The incongruous prop. A 14' wooden ladder lying among the marsh grasses, a mile from the road and a mere 100 yards from Kehoe beach on the Point Reyes National Seashore. At a fixed length and weighing about 100 pounds, it is an awkward, unwieldy thing. It was likely discarded in favor of a lighter, more portable aluminum model. It's former owner found it easier to throw it into the sea. It was not the tool of a painter, as it bears no staining or any sign that it was employed as a means to apply colored pigments in hard to reach places. No right tradesman would carry such a dinosaur as this, as it was virtually unportable.
However it got to this secluded location, this practically antique ladder may have found it's truest and most honorable calling. To serve as an object of utility, to be well-made and useful are noble virtues. But to rise above such high functions to become an object of aesthetic beauty is to achieve a certain immortality. How many of its fellows, manufactured by the thousands in some poorly lit and virtually soulless factory, will ever transcend their natures and design to live forever as an artistic expression and a metaphor?

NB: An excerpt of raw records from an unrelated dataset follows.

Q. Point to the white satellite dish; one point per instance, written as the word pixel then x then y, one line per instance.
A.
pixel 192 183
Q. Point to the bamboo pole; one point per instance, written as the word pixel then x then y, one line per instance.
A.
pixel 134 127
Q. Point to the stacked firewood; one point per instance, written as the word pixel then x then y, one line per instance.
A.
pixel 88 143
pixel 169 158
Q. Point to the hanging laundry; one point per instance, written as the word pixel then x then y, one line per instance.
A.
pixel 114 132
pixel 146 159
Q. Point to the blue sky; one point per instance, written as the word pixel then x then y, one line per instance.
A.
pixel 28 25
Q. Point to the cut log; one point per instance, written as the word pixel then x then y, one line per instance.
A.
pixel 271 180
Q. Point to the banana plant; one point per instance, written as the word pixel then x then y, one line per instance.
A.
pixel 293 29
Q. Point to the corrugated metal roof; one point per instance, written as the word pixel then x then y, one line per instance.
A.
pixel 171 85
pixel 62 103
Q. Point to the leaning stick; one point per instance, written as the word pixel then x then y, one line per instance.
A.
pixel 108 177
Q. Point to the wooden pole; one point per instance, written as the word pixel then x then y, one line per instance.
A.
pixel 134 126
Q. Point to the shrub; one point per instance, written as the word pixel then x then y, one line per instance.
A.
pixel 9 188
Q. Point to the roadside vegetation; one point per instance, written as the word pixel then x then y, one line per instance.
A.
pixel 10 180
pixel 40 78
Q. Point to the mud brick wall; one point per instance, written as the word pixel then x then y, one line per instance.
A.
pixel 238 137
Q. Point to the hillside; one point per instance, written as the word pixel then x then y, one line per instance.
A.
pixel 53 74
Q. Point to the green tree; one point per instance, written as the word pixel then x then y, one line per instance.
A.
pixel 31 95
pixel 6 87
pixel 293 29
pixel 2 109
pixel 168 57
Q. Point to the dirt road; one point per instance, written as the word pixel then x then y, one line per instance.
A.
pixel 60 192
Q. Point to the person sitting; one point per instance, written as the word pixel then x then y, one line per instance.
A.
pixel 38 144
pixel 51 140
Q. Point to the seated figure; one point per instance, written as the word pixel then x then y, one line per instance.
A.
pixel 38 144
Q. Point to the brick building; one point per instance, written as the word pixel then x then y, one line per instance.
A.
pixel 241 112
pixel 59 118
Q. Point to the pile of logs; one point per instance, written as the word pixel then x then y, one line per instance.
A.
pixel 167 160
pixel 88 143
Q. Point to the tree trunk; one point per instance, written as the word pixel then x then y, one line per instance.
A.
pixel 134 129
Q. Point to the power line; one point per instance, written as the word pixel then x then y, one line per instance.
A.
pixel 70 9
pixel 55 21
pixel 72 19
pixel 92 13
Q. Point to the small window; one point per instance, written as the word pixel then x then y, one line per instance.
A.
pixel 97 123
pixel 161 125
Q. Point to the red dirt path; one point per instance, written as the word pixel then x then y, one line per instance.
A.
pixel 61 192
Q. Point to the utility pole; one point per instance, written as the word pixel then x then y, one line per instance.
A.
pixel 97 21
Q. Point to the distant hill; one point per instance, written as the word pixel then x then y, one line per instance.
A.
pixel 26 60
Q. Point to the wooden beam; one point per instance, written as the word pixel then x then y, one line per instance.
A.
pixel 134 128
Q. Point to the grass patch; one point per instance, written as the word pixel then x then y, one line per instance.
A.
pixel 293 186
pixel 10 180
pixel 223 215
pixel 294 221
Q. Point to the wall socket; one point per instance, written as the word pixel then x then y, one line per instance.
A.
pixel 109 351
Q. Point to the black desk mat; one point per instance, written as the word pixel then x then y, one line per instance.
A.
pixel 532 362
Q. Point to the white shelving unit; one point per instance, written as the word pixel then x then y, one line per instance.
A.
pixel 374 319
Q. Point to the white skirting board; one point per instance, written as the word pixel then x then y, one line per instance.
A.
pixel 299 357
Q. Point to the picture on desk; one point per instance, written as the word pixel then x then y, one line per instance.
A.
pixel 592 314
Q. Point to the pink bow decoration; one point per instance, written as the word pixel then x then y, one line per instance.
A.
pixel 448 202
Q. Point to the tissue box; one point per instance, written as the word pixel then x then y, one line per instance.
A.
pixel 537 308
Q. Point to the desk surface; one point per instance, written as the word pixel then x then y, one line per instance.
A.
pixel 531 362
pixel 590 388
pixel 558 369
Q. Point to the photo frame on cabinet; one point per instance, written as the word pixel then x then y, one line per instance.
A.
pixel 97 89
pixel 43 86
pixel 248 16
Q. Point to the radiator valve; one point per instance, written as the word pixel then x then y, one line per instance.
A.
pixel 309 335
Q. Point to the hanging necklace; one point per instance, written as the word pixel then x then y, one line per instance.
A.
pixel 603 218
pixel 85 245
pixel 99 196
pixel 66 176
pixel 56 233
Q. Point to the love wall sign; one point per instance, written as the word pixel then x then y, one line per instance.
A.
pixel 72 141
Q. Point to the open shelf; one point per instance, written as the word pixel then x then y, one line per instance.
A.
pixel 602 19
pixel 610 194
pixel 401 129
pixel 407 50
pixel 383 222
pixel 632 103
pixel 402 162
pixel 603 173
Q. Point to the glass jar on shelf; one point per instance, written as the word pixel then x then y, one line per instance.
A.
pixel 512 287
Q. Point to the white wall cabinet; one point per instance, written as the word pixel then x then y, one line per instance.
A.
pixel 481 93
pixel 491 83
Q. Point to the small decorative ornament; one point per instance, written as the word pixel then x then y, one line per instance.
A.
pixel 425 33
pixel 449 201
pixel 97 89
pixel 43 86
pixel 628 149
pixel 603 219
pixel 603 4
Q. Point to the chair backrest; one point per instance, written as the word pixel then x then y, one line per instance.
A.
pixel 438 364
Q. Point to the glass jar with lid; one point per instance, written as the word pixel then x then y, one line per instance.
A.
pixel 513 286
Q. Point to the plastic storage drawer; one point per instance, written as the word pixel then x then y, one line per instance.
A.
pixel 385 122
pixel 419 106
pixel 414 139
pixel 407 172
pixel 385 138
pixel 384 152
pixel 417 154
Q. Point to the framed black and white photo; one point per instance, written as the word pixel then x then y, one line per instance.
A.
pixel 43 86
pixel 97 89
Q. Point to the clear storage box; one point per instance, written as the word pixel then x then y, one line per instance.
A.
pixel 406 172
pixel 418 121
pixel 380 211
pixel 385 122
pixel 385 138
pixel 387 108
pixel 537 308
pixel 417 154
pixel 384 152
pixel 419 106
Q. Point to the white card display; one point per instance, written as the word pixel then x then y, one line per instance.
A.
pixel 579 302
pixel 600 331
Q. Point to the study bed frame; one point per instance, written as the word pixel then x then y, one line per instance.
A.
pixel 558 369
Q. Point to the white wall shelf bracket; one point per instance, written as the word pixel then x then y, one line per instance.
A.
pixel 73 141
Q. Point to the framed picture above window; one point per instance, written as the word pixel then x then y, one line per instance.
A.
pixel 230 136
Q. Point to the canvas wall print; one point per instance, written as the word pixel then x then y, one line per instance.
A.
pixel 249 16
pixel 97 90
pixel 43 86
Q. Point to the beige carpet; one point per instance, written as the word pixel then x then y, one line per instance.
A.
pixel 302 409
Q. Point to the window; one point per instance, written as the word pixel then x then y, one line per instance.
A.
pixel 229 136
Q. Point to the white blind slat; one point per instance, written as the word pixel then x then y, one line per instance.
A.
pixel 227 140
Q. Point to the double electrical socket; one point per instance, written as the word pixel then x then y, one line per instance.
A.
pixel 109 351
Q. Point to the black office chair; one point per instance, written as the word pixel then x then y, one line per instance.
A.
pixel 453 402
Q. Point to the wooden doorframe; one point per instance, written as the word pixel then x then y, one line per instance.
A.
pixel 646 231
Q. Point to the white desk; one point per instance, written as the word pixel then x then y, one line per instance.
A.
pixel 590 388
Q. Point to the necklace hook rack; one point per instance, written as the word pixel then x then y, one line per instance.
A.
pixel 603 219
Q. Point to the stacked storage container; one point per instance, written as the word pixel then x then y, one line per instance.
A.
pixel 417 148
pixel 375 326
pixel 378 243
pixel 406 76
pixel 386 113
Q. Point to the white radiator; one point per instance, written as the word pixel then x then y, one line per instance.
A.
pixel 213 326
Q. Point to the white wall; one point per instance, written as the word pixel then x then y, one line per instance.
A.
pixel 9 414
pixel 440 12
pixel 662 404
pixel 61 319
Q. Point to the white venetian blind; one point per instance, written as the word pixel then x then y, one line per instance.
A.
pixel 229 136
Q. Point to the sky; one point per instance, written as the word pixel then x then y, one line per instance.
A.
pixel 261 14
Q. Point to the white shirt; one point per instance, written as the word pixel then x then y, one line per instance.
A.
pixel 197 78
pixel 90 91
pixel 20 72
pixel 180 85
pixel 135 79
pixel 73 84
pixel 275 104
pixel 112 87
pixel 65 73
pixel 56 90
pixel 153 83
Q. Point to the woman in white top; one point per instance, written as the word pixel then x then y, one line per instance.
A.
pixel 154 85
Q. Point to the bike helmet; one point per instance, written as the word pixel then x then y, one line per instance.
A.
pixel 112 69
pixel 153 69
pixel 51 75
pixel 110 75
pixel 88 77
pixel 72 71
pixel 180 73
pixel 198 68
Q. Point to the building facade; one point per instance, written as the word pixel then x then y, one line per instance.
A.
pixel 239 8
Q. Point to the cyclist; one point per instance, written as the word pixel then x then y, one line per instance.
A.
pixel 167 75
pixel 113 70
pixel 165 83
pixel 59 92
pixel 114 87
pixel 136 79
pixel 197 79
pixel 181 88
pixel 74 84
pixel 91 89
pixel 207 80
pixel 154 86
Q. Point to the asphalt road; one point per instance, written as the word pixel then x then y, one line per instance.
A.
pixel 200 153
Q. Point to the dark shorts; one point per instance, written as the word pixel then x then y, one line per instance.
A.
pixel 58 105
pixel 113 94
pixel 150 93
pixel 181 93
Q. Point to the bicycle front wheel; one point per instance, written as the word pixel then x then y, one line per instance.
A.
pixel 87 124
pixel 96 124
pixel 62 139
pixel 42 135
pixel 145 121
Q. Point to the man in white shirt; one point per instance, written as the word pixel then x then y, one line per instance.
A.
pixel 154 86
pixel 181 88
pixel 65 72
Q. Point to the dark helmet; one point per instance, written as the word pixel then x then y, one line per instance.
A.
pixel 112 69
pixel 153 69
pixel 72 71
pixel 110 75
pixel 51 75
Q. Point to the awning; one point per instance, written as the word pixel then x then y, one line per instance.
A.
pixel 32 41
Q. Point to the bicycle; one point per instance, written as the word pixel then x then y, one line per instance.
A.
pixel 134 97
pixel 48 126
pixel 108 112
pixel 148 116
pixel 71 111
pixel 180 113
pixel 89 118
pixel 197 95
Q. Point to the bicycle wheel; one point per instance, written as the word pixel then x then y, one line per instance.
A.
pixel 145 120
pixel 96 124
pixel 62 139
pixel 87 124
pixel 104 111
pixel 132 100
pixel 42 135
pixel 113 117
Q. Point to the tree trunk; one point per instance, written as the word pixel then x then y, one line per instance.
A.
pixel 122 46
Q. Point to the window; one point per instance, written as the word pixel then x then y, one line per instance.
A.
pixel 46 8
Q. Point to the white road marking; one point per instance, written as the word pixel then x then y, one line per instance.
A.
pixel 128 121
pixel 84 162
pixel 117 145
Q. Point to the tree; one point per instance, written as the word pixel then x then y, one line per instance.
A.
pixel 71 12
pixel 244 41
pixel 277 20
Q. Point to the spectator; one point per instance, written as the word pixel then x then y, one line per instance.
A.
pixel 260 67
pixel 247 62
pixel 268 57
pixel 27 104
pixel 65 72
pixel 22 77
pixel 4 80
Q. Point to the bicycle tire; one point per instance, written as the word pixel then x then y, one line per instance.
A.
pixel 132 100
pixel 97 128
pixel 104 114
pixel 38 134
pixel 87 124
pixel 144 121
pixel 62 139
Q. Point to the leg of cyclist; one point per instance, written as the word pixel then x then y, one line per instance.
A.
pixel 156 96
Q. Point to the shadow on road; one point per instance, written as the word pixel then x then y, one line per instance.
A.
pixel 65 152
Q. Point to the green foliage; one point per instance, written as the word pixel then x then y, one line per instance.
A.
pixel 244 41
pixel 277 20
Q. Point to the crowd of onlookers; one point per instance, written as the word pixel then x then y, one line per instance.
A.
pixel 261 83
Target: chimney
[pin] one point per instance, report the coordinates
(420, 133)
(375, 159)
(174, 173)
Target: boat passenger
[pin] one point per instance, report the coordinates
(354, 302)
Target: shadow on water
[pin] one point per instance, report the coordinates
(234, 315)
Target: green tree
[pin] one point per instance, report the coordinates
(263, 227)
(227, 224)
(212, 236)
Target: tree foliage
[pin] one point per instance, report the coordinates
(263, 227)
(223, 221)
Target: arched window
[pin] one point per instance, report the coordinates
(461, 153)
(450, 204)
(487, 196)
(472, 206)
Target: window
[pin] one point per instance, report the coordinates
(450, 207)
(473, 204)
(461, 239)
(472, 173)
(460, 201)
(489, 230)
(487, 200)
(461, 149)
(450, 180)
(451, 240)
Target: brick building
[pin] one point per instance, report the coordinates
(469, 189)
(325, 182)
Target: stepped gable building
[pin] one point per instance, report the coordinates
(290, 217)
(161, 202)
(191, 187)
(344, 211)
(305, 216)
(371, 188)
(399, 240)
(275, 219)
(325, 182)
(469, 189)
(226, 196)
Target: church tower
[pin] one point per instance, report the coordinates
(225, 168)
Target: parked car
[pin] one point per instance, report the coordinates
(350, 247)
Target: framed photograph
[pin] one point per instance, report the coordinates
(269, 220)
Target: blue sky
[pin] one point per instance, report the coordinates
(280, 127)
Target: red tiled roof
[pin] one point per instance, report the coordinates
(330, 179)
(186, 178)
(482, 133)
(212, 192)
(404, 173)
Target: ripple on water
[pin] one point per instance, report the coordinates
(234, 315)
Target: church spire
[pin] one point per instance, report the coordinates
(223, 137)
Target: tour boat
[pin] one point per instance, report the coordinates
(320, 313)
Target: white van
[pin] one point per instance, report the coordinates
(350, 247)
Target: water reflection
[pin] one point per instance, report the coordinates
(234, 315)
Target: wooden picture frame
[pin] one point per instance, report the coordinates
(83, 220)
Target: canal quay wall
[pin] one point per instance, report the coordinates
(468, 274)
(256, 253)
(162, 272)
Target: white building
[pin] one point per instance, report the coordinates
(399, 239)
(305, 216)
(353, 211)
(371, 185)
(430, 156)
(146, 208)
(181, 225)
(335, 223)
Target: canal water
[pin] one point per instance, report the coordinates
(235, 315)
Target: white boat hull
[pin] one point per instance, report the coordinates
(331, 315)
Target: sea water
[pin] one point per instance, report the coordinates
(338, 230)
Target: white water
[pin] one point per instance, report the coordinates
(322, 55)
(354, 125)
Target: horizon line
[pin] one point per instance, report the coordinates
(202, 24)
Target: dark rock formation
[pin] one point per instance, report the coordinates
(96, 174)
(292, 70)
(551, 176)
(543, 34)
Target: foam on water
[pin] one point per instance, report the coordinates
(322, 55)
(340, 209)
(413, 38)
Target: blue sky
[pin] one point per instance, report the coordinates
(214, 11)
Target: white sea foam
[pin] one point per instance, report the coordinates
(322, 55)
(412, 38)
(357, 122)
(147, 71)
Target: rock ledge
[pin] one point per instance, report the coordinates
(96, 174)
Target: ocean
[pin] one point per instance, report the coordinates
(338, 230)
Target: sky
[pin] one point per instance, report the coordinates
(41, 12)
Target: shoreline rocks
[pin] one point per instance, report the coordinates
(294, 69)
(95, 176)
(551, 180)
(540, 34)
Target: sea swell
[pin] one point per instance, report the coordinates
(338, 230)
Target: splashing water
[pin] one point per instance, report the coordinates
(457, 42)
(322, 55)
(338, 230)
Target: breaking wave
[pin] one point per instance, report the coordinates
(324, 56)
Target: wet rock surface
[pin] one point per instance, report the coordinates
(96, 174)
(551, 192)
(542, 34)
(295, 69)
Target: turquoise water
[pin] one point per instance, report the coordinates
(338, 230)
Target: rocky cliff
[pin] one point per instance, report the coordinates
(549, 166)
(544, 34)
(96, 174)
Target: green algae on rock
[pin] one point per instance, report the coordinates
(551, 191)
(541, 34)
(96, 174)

The ladder's hard right angles and rigid forms, crafted by the hard hands of man, lie in sharp contrast to the irregular and curving form of nature as seen in this tidal marsh. The flexible brown grasses, the soft, reticulated clouds of condensed water, the rolling hills, the corpse of the ancient cypress - disembodied and covered in celadon lichen. The irony of the wooden ladder, propped up as it is by the mammoth trunk of an old growth tree cannot be ignored either. After all, the ladder was mass produced in order to serve the construction industry, home builders and home service providers - the greatest threat to trees and forests than all the world's asteroids and ice ages combined.
And there, framed between two rungs of this now dead tool of man, a prehistoric eye. Perhaps the ghost of a giant sauropod. Perhaps the wooden effigy of a beached sperm whale. It faces east, away from the sea, and before the gathering clouds. Maybe it's telling us something. Maybe we should listen. In the end, all the ladders will be gone, and all the walls they were designed to lean against will crumble, and all the men who place them there will have returned back to the dust from whence they came.